Opinion: Kiss and a bear hug

A simple hug is enough to patch up the fights and differences. Picture: https://stylesatlife.com/

“Are you a hugger? So when was the last time someone gave you a bubu kiss and a bear hug? Ever since our children were little we would always hug and kiss them and tell them repeatedly how much we loved them. Even though they’re both now in their 40s, we still do it today.

And we’ve continued the tradition with our grandchildren including close family and friends. And our children do it with their close friends. Although the pandemic put a little dampener and hold on hugging for a while, whenever we see our closest family and friends we welcome them with a hug.

But why’s hugging so important? Physical contact through hugging, according to the experts, suggest it’s a sure way of sending a powerful message to the person you’re hugging that you love and care for them. The warm embrace is like an affirmation expressing special affection which tells the person they’re important, respected and much loved.

It also helps lift and grow their self-esteem. Many years ago, studies revealed that babies would become stunted in their growth without the loving touch of human hands. Now recent studies show there are a myriad of other benefits in hugging. According to recent research, hugging can lower blood pressure, lessen stress by reducing levels of stress hormones such as cortisol. Hugging, the experts claim, can also improve heart health and reduce the incidence of strokes and heart attacks.

It can also increase feelings of self worth and engender safety and security. It also improves our emotional well-being. Hugs can also make people feel less depressed and alone. Hugs have been known to improve the immune system too. And people who receive daily hugs live a more fulfilling life and sleep better.

When you think about how we were all safely cocooned in our mother’s womb and “hugged” for nine months, that should be a simple pointer to why we all need the warmth and loving embrace of hugs throughout the rest of our natural life.

The closeness of that safe place where we were fed and nurtured to finally arrive in the world, should be a lesson in why having hi-touch human interaction is vital to our well-being. Hugging also releases endorphins or what’s sometimes referred to as the “feel good” hormones.
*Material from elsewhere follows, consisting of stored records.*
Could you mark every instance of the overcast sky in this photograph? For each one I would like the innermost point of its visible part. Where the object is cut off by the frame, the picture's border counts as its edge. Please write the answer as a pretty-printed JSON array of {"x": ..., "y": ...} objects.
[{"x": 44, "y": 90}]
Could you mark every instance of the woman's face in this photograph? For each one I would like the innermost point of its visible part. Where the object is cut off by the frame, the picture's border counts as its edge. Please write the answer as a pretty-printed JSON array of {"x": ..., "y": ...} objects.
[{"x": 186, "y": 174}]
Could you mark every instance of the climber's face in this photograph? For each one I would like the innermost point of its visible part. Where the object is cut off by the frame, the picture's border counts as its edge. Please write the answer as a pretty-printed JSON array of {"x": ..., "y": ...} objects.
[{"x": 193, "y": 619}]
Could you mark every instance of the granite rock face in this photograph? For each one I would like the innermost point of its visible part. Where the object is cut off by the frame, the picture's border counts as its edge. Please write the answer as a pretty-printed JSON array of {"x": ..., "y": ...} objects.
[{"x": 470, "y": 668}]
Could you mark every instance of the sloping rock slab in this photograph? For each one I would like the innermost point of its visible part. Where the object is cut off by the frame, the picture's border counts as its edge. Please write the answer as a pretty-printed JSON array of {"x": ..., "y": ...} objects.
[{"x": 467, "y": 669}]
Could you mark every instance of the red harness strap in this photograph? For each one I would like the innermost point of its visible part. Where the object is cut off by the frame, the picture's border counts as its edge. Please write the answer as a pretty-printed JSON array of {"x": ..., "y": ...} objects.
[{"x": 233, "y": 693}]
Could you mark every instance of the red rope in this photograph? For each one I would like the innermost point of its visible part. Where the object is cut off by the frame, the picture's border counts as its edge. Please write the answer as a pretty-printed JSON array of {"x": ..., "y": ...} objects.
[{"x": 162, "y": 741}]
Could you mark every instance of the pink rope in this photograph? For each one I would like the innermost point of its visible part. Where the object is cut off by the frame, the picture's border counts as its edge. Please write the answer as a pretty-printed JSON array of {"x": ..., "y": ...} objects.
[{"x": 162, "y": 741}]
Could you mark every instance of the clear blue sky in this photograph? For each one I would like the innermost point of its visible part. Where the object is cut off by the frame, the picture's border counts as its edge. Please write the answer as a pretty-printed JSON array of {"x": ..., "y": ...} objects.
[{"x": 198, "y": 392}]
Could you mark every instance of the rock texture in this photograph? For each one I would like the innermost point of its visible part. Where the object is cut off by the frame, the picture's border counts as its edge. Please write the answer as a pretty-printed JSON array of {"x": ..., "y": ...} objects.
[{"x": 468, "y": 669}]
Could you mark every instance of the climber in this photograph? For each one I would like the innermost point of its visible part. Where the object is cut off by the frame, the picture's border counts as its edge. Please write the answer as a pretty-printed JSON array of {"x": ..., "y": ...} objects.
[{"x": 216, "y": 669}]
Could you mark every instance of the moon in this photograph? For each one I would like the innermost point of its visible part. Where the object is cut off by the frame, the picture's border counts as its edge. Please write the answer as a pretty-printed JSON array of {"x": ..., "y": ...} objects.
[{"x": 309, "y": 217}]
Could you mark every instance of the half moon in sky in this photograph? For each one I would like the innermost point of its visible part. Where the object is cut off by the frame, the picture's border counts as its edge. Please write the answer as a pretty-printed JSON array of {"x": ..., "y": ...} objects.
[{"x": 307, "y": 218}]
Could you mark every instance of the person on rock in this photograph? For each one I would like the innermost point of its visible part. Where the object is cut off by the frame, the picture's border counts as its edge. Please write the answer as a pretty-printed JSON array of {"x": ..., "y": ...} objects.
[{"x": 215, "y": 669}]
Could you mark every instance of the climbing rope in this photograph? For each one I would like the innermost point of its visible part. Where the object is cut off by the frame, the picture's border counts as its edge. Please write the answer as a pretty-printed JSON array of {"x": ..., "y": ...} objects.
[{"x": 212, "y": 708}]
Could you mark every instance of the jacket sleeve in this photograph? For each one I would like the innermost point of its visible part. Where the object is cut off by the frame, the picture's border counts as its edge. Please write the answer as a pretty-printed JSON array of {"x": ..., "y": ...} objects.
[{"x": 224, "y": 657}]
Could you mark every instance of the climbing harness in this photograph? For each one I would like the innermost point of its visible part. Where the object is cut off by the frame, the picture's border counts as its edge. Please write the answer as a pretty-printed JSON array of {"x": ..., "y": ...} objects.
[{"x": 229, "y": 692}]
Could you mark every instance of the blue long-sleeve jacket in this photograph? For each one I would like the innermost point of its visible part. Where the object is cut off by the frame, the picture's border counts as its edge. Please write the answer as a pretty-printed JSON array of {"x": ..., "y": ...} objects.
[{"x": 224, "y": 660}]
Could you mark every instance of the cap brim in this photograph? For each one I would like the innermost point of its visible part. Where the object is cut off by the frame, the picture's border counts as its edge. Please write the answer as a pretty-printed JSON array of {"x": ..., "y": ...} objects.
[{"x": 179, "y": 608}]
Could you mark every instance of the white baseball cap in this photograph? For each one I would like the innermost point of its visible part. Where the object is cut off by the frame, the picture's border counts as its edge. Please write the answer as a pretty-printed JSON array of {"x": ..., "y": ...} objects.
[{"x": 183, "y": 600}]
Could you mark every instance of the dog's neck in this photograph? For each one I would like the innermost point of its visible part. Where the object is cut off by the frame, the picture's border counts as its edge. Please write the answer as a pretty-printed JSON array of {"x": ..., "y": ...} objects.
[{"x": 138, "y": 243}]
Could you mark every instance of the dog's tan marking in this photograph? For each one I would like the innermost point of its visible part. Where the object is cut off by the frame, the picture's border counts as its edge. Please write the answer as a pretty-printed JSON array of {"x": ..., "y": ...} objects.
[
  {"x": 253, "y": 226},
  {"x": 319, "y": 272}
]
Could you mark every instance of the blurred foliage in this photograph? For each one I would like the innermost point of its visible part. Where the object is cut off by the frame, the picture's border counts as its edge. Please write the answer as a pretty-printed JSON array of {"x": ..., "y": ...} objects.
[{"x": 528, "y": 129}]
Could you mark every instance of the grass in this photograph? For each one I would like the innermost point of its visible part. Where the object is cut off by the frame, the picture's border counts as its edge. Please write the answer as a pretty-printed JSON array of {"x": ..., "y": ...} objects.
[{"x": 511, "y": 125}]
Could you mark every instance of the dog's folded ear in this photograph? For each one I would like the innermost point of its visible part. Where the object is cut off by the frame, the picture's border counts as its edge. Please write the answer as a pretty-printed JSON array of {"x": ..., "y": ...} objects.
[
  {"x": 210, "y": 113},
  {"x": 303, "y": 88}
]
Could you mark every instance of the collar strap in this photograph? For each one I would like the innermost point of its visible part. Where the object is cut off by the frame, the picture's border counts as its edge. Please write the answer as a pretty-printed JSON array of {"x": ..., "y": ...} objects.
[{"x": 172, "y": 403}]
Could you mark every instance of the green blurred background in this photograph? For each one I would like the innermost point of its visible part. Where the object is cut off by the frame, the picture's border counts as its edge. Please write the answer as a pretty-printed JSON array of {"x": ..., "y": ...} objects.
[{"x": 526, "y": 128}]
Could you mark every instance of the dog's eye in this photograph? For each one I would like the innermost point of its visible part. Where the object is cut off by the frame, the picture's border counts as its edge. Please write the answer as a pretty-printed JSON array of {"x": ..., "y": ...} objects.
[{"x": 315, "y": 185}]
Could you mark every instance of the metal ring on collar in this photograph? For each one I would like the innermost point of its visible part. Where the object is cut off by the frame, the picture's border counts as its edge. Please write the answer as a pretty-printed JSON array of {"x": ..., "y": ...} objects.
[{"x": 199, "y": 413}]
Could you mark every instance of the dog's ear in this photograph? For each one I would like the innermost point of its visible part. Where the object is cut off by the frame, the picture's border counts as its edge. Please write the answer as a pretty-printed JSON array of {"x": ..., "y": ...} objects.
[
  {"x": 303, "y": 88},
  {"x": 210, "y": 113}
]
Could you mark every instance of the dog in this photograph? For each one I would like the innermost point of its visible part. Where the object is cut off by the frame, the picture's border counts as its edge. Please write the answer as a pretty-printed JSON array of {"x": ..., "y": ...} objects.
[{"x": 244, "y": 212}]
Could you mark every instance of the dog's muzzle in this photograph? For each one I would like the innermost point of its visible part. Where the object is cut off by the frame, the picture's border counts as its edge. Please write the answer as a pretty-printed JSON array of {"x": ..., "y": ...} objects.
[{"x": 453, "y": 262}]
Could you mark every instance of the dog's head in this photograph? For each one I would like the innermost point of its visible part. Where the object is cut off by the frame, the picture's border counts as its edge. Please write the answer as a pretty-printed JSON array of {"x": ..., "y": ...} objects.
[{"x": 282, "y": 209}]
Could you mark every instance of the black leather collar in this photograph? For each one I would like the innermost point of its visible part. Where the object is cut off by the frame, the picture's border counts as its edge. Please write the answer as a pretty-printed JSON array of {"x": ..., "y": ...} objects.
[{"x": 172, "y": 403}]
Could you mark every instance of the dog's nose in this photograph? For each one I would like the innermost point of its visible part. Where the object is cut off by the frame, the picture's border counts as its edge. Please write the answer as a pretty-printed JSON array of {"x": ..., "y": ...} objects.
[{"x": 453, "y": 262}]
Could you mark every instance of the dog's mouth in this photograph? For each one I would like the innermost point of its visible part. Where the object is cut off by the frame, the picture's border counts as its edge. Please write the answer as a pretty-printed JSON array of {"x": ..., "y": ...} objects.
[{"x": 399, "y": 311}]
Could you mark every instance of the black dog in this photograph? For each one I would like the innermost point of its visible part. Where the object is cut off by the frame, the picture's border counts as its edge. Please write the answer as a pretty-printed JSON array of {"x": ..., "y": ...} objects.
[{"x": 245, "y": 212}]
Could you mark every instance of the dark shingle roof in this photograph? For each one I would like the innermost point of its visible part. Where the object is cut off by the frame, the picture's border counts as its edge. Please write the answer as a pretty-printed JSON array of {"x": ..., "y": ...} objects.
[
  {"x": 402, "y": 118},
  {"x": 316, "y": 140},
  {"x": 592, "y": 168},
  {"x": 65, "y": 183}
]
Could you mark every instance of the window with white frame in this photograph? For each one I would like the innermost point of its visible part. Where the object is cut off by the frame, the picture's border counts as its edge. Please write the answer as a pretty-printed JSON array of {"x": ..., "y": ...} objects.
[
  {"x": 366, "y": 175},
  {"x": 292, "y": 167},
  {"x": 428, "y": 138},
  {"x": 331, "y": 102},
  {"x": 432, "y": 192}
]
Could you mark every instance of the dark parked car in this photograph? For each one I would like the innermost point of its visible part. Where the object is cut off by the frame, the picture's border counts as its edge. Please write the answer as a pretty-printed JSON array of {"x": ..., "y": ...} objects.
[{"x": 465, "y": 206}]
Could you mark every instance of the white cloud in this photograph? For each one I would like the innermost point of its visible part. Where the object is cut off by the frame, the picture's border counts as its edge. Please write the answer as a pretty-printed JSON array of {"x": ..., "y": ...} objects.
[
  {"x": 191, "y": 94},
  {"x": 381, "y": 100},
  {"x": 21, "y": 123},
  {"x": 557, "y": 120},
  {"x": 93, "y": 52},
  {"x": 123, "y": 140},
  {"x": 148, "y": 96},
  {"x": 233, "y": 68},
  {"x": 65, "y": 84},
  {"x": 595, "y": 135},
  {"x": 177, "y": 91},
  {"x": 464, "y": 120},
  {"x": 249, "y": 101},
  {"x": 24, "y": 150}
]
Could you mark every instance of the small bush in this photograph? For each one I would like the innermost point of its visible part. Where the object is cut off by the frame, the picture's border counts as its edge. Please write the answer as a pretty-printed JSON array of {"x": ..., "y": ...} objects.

It’s been known to improve circulation and can help benefit people struggling with chronic pain. So if we know hugging’s good for us, why aren’t more of us doing it? For some strange reason there are people who feel embarrassed about hugging. And if you ask them why they feel this way, there’ll give you a host of different reasons. For some, it’s how they were raised. If hugging wasn’t a part of the family tradition then there’s the likelihood it most probably won’t figure when they have a family.

There are also cultural and religious boundaries and sensitivities that can sometimes play a role in why some refrain.

Others just feel plain awkward about hugging because they consider it a weakness to show a gentler side of their nature. For some, it feels like an invasion of their personal space especially when they see someone with their arms raised ready to give them a big bear hug. They feel repulsed because they can’t stand people touching them. And this could be because of a traumatic experience they encountered while growing up.

So hugging could make them feel vulnerable and fragile and not in control. Hugging for lots of people is a pleasurable experience.

There’s a certain amount of chemistry that happens in a hug too. For example, experts have discovered levels of Oxytocin are released in the body during hugging.

Oxytocin, according to the scientists, plays an important role in social bonding, reproduction, childbirth, and the period after childbirth. Some refer to Oxytocin as the “love drug” because it’s associated with empathy, trust, sexual activity including relationship building. And would you believe, levels of Oxytocin increase during hugging and orgasm.

Hmmm. Perhaps, if we all engaged in more hugging, the world might be a better more happier place.”

 COLIN DEOKI is a regular contributor to this newspaper. The views expressed are the author’s and not necessary of this newspaper.